As Missouri heads into a general election with a possible medical cannabis ballot measure and the prospect for further legislative reforms, it’s important for constituents to understand the stances of the contenders in the governor’s race, as this executive will be a key figure in implementation. It’s worthwhile then considering recent official actions by one contender, the Democratic nominee and current Attorney General Chris Koster.
This May, the Missouri Supreme Court heard the marijuana felony sentencing appeal of Natalie DePriest, who received a 15 year sentence for 20 marijuana plants. Natalie appealed on Eighth Amendment grounds, claiming that her sentence was cruel and unusual.
In response, Missouri Attorney General Chris Koster filed a brief parroting the Obama Administration’s stance that marijuana has no medical use:
“There is also substantial reason to question Ms. DePriest’s allegations about the risks associated with marijuana use. According to the Office of National Drug Control Policy (ONDCP), marijuana is classified as a Schedule I drug under federal law, “meaning it has a high potential for abuse and no currently accepted medical use in treatment in the United States.”

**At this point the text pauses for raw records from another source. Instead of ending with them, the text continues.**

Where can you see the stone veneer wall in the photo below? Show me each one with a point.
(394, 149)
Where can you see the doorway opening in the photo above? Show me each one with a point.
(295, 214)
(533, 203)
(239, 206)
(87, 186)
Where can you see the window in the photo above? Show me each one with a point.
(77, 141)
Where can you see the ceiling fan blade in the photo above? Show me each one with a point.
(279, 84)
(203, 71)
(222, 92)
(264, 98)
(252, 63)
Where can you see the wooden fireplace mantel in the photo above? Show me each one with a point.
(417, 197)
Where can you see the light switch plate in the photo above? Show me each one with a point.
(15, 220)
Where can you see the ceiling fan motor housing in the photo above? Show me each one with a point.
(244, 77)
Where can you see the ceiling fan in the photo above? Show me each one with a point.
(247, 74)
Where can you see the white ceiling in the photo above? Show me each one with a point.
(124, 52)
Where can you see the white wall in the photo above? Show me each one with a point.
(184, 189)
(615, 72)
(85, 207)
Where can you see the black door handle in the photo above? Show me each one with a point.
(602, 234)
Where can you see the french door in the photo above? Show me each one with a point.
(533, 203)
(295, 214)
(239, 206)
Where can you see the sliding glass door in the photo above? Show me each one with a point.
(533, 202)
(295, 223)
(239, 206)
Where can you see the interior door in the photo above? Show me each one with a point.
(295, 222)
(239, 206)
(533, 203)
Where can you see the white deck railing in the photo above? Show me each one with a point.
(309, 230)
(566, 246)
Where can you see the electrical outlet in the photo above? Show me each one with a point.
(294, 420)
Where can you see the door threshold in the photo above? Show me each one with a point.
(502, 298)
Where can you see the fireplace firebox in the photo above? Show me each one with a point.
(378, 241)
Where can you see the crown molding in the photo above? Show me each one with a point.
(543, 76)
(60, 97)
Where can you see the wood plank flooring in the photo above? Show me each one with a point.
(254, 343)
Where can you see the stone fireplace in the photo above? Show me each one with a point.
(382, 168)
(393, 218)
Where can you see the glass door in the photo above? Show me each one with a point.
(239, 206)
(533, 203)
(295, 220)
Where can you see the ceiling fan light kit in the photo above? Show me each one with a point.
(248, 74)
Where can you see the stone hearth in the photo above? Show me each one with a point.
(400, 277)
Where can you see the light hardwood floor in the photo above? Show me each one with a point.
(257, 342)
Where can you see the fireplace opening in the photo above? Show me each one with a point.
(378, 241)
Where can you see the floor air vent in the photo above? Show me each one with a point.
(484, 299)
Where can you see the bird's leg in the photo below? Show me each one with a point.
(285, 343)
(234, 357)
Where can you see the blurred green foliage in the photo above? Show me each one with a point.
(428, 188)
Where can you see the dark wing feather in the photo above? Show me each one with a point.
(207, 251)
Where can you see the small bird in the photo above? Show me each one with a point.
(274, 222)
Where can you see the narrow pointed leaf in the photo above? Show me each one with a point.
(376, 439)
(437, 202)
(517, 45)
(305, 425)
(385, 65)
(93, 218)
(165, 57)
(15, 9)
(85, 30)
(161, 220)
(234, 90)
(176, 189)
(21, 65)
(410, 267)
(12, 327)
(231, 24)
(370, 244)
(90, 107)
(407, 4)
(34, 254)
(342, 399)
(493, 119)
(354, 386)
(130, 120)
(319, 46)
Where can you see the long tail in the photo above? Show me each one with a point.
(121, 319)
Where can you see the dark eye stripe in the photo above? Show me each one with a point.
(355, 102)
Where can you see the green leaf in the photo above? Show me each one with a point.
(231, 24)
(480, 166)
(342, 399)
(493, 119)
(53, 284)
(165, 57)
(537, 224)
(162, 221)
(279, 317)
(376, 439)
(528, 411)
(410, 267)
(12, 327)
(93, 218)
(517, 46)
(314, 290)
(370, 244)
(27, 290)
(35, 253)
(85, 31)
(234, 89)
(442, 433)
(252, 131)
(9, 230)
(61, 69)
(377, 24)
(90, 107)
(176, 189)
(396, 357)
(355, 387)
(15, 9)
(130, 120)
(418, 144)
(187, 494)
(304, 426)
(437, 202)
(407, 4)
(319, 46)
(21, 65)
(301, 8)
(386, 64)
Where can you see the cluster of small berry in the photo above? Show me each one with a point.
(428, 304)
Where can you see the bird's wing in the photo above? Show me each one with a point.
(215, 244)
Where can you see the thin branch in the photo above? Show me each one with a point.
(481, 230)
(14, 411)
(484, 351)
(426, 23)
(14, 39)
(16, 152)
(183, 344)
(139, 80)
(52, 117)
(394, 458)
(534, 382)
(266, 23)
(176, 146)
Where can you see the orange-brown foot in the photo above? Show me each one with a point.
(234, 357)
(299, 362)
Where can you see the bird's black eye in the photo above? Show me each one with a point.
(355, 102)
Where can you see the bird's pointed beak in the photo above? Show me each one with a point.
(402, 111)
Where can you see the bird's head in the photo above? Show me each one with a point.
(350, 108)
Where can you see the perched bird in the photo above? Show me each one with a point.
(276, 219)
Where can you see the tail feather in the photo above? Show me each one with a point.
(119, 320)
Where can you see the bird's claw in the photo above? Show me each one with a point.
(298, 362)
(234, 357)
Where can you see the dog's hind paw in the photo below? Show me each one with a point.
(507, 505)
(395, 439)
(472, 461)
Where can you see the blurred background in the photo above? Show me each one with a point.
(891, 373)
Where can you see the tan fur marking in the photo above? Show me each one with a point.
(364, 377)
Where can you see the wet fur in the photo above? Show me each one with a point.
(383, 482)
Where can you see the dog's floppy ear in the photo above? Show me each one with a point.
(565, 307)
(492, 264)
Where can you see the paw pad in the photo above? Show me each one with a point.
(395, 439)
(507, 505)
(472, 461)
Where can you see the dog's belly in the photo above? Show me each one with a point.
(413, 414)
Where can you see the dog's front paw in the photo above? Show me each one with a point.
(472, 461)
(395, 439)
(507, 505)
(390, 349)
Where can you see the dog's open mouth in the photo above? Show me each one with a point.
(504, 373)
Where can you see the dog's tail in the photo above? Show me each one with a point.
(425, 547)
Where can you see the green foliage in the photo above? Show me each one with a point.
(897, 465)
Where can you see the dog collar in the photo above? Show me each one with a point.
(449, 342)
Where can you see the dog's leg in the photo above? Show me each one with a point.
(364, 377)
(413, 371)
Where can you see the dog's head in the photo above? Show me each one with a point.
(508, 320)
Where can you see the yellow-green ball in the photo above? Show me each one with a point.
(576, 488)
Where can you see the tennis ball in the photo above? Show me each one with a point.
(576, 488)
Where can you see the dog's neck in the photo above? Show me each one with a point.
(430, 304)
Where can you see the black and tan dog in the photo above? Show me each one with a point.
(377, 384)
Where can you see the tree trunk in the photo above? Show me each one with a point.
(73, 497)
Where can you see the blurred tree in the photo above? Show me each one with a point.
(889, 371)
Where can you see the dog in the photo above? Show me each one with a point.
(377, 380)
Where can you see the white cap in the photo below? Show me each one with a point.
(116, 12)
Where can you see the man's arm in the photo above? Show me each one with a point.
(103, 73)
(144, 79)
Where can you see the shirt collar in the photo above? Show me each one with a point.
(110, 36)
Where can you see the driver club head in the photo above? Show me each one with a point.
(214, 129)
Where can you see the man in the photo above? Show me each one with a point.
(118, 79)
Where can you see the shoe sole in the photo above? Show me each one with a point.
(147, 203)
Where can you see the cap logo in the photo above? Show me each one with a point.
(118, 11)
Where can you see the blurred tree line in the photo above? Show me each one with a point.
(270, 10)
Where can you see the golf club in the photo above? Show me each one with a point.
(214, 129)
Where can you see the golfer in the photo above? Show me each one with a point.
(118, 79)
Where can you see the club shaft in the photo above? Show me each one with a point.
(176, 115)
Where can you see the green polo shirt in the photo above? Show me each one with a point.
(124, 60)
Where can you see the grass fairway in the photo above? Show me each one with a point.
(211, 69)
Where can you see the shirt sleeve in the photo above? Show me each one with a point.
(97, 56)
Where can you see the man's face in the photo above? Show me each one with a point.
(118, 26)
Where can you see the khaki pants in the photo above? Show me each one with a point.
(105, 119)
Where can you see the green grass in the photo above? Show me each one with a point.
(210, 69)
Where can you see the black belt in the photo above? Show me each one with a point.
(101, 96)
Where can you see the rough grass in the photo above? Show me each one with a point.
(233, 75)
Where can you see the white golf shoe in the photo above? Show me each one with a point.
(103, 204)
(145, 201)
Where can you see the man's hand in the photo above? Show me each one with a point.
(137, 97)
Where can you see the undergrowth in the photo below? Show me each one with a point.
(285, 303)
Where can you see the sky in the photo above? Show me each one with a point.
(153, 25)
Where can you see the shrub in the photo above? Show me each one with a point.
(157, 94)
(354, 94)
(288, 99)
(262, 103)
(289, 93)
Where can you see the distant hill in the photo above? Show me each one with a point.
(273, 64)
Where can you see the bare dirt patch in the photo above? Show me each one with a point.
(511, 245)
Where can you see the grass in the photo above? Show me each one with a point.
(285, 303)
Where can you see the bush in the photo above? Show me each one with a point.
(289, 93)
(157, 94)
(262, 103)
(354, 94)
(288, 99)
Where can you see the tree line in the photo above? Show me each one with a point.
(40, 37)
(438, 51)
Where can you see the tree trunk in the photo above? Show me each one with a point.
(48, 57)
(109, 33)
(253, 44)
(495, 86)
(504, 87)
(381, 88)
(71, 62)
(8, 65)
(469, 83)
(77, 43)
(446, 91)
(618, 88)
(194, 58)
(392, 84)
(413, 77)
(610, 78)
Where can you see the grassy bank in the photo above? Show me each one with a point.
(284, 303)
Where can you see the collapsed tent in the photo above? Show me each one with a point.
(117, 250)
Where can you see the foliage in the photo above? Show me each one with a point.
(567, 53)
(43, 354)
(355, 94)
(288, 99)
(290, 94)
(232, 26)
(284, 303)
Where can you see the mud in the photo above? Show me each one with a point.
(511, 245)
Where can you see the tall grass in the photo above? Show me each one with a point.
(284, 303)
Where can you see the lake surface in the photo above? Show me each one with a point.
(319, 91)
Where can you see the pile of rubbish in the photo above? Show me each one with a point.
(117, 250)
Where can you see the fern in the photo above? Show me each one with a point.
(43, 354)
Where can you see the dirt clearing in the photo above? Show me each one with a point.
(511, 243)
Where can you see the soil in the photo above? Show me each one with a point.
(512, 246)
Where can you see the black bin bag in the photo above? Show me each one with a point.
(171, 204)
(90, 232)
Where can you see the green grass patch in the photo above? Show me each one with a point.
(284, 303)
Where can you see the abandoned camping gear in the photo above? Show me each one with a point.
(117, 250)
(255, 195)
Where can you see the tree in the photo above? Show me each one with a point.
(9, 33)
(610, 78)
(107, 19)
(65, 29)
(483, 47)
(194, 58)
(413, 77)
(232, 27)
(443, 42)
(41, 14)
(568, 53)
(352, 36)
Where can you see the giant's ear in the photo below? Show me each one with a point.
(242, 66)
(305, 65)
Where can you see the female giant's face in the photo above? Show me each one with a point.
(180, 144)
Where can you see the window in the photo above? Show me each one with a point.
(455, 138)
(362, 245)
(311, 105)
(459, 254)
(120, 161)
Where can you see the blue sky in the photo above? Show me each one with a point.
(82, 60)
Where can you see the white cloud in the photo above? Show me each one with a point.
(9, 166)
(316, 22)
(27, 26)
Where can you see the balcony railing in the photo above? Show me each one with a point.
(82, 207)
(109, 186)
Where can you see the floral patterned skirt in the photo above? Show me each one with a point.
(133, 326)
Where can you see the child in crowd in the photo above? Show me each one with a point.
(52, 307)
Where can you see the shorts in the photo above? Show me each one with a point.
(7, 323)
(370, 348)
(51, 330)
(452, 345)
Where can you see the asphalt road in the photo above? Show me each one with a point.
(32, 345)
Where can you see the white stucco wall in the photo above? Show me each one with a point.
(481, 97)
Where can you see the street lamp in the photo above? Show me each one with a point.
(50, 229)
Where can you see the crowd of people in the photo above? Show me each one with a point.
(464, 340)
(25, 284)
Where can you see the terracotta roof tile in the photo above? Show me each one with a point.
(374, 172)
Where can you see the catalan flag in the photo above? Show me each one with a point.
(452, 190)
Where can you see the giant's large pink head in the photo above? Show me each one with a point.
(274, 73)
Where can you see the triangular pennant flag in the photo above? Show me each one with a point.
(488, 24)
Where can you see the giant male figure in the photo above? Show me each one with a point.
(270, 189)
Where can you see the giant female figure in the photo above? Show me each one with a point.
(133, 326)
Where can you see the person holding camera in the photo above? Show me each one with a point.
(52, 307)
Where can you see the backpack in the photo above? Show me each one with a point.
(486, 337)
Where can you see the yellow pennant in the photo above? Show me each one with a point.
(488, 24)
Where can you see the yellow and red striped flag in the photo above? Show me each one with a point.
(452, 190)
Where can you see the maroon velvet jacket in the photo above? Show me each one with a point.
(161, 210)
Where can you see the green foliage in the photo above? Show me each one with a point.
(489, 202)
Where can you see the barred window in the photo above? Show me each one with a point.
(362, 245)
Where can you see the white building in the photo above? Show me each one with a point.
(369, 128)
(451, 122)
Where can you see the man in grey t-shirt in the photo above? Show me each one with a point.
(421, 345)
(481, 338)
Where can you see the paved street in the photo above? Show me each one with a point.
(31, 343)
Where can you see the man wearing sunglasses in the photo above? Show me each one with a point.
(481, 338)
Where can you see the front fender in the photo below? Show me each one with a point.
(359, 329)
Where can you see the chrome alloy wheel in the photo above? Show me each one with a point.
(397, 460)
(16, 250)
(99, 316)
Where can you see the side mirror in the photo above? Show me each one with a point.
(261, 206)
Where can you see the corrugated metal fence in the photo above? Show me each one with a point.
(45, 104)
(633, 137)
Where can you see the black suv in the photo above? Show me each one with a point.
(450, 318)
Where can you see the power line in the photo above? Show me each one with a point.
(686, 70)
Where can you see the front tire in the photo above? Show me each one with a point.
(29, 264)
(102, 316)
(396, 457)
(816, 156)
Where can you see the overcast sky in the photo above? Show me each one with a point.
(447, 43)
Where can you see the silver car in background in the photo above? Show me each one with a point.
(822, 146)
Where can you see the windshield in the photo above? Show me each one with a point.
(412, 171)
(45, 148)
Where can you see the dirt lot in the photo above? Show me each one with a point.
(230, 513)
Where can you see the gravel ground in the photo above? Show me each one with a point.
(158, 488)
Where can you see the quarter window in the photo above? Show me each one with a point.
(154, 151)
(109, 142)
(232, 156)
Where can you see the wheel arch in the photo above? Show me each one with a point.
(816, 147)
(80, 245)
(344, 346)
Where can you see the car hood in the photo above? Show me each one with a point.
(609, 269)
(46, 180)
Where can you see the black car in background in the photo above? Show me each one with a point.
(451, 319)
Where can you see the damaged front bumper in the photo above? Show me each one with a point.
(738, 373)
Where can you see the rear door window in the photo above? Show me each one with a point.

If Chris Koster is elected governor of Missouri, we’ll be electing someone who is openly hostile to our cause. Moreover, if Koster has to implement a medical cannabis program in this state, it appears clear that he’ll favor his political cronies — groups like Noah’s Arc Foundation, which is one of the two licensees producing marijuana for cannabidiol (CBD) oil in Missouri under a 2014 law.
In fact, the lobbyist representing Noah’s Arc is Koster campaign surrogate Jane Dueker, an attorney in St. Louis. Dueker also represents Laclede Cab (who is lobbying hard to quash Uber in St. Louis) and MO State Rep. Penny Hubbard (D-78), who is currently embroiled in an investigation over absentee voter fraud in her recent election. Dueker has also represented Automatic Traffic Solutions, the company that brought red light cameras to Missouri traffic enforcement.
Last month, General Koster announced he was suing vendors selling legal imported hemp-derived CBD products — ostensibly at the behest of Noah’s Arc and Jane Dueker, who with no evidence claimed that these vendors were “snake oil salesmen” selling “fake” product (disclosure: I’ve raised money for an electoral campaign from at least one such vendor, the CBD Store in Kansas City, that received a cease and desist letter from Koster; they only dispense lab tested products that I’m aware of).
In other words, Koster’s campaign surrogate Jane Dueker is someone who has made a career working for people who are looking to protect their oligopolistic cartels — whether at the ballot box or in the market. If Koster is our next governor, I have no doubt he will implement a law in as limited a fashion as possible, with access limited to people looking to extract oligopoly profits from Missourians suffering from a variety of cannabinoid-treatable conditions.